No Association Between Hepatitis C And Diabetes
A new study has found no association between hepatitis C and diabetes in the United States, despite previous research that suggested a clear link.
Maryland-based researchers looked at 15,128 participants in the National Health and Nutrition Examination Survey between 1999 and 2000. They found that among participants, 1.8 percent had the hepatitis C virus (HCV), 7.3 percent had diagnosed diabetes, 3.2 percent had undiagnosed diabetes and 42.8 percent had prediabetes.
Researchers found that those with HCV antibodies were no more likely to have diabetes or prediabetes than those without HCV.
According to the Hepatitis C Trust website, those with the hepatitis C virus (HCV) were more likely to develop type 2 diabetes. The educational foundation attributed the link to increased accumulation of fat in the liver caused by HCV. That excess fat, the group says, may prevent the absorption of excess glucose, so it remains in the blood.
This new study, however, debunks that opinion.
Researchers found that those with HCV markers did have elevated liver enzyme levels, but those levels also occurred in those with diabetes, even if they did not have HCV.
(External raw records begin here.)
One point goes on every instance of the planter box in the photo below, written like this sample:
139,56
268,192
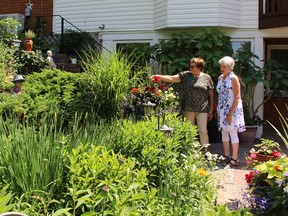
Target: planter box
247,137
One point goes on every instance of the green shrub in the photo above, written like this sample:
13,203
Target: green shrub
47,93
109,80
29,62
173,163
8,29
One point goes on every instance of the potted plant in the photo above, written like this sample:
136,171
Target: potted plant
28,41
250,75
266,150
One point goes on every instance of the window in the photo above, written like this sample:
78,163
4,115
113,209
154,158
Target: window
278,53
136,51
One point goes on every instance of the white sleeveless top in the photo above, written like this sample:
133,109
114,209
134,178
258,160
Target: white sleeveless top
225,101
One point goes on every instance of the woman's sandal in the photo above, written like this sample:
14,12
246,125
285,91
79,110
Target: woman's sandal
226,160
234,162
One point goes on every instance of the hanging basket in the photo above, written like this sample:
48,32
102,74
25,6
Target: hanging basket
262,157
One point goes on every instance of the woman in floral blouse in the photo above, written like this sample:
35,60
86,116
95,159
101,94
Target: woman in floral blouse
230,110
198,95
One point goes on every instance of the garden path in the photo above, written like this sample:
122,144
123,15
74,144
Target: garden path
231,182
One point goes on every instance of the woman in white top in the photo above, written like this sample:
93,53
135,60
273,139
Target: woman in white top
230,110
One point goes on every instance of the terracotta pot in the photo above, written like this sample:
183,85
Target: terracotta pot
248,136
28,45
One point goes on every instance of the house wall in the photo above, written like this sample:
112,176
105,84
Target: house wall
39,8
124,15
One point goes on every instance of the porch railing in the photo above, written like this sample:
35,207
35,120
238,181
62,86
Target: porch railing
90,40
273,13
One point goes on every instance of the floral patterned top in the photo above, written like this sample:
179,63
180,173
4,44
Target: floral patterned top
225,101
195,91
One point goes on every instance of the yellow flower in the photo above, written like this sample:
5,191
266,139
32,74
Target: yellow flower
202,172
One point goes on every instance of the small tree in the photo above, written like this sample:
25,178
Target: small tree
8,30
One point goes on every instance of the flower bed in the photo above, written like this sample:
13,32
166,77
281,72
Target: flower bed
268,188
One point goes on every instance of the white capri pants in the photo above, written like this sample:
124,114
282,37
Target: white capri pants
233,135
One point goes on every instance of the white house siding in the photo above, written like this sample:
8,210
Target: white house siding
160,14
249,14
199,13
117,15
160,18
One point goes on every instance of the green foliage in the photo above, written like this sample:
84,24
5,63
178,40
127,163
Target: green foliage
8,30
171,162
174,54
213,45
277,85
29,34
31,159
250,75
5,199
47,93
109,79
284,123
29,62
105,183
222,210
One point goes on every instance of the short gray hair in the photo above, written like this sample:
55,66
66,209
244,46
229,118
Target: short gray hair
227,60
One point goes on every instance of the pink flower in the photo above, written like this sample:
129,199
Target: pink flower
276,154
277,168
135,90
249,177
155,79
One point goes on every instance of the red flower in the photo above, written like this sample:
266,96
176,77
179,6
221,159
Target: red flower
276,154
163,87
155,79
249,177
253,155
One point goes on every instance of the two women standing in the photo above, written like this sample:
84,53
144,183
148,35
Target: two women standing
198,99
198,95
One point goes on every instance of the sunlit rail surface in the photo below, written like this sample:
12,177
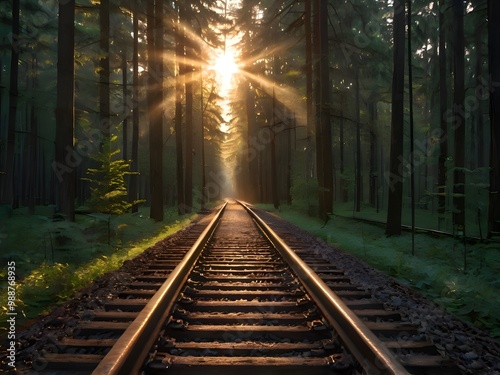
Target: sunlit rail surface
233,297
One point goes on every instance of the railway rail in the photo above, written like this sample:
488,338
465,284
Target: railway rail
236,297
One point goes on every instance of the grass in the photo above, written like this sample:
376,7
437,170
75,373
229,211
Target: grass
436,270
56,259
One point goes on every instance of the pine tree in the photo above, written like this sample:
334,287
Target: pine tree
107,182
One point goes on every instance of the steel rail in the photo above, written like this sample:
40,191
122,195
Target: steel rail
370,352
131,350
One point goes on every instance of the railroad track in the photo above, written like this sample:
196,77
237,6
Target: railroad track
238,299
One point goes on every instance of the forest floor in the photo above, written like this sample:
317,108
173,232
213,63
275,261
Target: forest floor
54,259
461,278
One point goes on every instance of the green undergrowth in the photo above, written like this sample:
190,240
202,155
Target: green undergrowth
462,278
56,259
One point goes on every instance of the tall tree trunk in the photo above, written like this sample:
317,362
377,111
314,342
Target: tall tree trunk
458,115
395,177
253,148
373,155
189,133
126,109
33,141
8,180
179,52
104,106
359,182
323,132
309,88
443,107
494,63
478,151
65,156
135,114
274,170
155,101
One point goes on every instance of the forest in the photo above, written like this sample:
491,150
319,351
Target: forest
387,107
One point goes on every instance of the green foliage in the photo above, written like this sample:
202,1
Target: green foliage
108,188
46,284
436,270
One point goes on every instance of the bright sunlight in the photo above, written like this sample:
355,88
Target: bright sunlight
225,67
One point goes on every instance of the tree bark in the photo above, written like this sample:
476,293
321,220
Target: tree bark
459,116
323,132
133,187
395,177
189,133
443,107
359,182
8,180
179,53
104,104
125,112
65,157
494,63
155,99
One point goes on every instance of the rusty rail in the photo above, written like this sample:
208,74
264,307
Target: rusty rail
362,343
131,350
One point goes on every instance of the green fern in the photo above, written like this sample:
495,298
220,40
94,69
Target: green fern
108,191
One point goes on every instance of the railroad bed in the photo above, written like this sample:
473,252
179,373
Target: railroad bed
238,299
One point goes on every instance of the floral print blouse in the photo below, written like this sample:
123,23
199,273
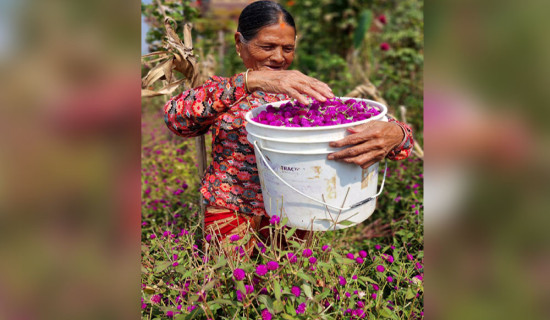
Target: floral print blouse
231,181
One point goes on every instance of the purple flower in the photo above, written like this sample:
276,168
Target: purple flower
239,274
274,220
296,291
272,265
292,257
261,270
342,281
239,295
155,299
249,288
266,315
301,308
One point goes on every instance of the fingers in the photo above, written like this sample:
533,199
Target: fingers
362,134
367,159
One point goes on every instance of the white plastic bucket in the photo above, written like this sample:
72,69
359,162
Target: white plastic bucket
300,183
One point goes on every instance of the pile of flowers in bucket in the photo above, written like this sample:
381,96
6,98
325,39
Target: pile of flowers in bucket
207,279
317,114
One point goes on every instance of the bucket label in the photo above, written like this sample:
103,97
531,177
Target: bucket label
290,169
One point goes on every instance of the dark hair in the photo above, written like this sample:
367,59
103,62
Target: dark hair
260,14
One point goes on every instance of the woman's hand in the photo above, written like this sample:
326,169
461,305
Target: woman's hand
369,143
290,82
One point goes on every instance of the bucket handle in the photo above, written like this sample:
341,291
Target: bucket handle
319,201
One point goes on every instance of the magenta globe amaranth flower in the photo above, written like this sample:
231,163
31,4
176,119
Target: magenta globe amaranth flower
274,220
291,257
342,281
296,291
266,315
239,274
261,270
272,265
301,308
155,299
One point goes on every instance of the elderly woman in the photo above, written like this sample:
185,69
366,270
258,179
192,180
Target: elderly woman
265,41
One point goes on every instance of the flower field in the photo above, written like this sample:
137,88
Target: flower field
370,271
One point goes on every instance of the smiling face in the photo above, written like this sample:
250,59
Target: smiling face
271,49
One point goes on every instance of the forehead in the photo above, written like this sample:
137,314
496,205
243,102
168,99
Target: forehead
279,33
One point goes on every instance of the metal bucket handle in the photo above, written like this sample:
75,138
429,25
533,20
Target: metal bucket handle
319,201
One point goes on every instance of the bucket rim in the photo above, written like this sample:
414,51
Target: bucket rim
383,111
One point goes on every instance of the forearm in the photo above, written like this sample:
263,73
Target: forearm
192,112
404,148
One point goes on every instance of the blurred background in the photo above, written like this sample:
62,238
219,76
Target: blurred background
70,149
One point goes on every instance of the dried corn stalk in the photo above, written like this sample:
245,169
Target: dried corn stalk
178,56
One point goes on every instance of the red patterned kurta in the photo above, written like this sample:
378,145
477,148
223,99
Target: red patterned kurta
231,181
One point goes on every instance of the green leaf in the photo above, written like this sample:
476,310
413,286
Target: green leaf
410,294
307,290
267,301
162,266
277,289
278,306
222,262
306,277
209,285
290,233
362,26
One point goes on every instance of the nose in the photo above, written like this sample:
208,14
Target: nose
277,56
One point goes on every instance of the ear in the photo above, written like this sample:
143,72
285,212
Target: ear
238,43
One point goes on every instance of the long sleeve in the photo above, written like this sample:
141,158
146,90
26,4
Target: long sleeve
403,151
192,112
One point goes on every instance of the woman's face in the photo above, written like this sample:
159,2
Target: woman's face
271,49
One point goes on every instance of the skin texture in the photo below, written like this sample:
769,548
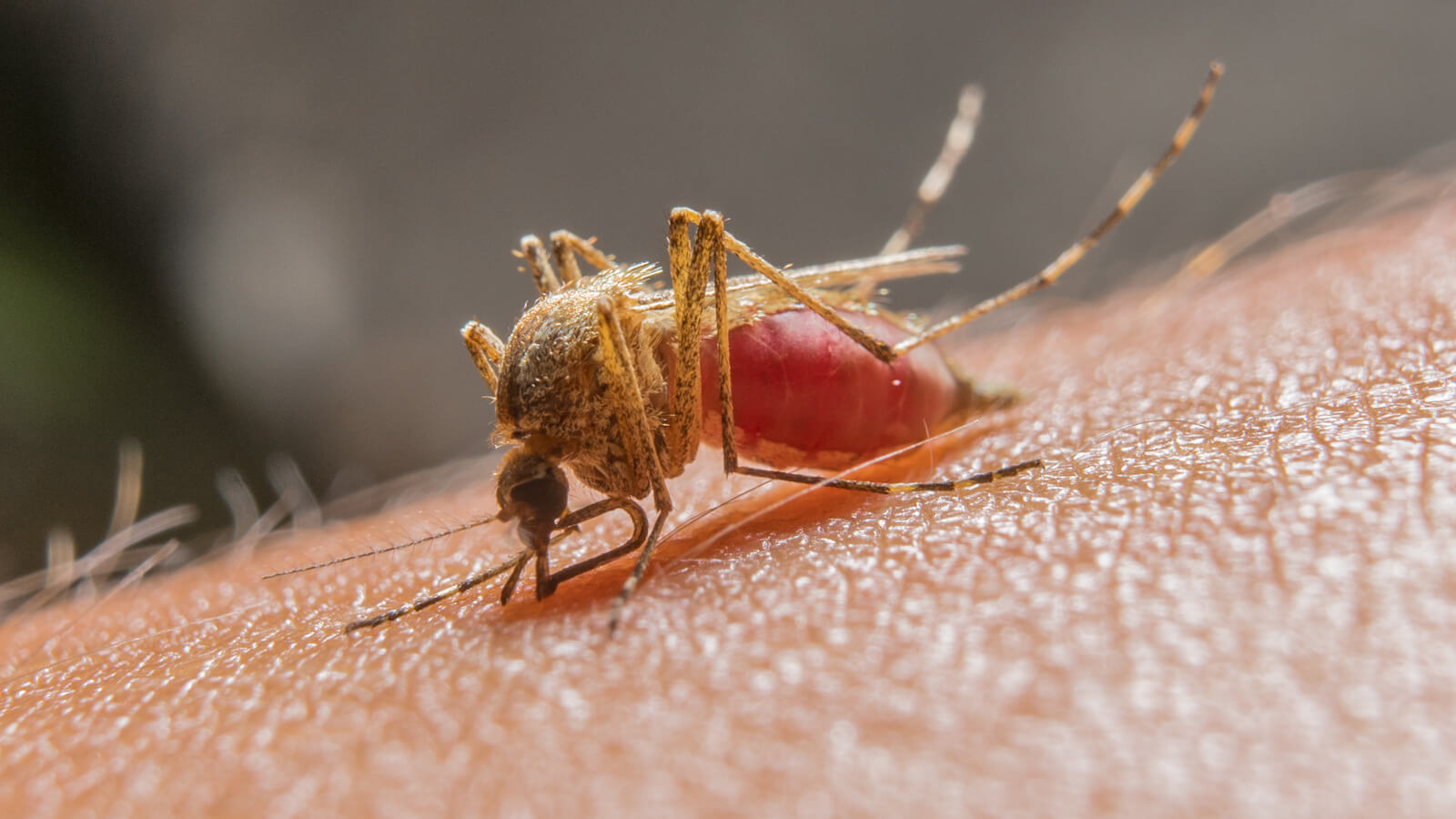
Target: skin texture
1228,591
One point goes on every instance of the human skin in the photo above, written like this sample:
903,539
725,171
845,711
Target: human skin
1229,589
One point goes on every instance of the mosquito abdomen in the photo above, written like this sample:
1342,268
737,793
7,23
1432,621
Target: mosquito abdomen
808,395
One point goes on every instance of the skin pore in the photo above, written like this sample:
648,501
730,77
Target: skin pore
1229,589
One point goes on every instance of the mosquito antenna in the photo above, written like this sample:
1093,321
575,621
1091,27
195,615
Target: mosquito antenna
386,550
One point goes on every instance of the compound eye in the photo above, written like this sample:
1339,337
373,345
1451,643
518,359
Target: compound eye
546,497
531,490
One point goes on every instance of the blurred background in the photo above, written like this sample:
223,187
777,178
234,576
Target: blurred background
239,228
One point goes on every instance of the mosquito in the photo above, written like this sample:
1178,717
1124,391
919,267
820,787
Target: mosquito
601,375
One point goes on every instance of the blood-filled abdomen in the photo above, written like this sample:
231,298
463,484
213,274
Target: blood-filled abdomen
808,395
“In the US population, we were unable to demonstrate an association of HCV infection with diabetes,” researchers wrote. “Elevated liver enzyme activities were associated with both diabetes and insulin resistance. We suggest that previous reports of relationships of HCV with diabetes may, in large measure, have been the result of this effect of elevated liver enzymes.”
The study appeared in the journal Hepatology.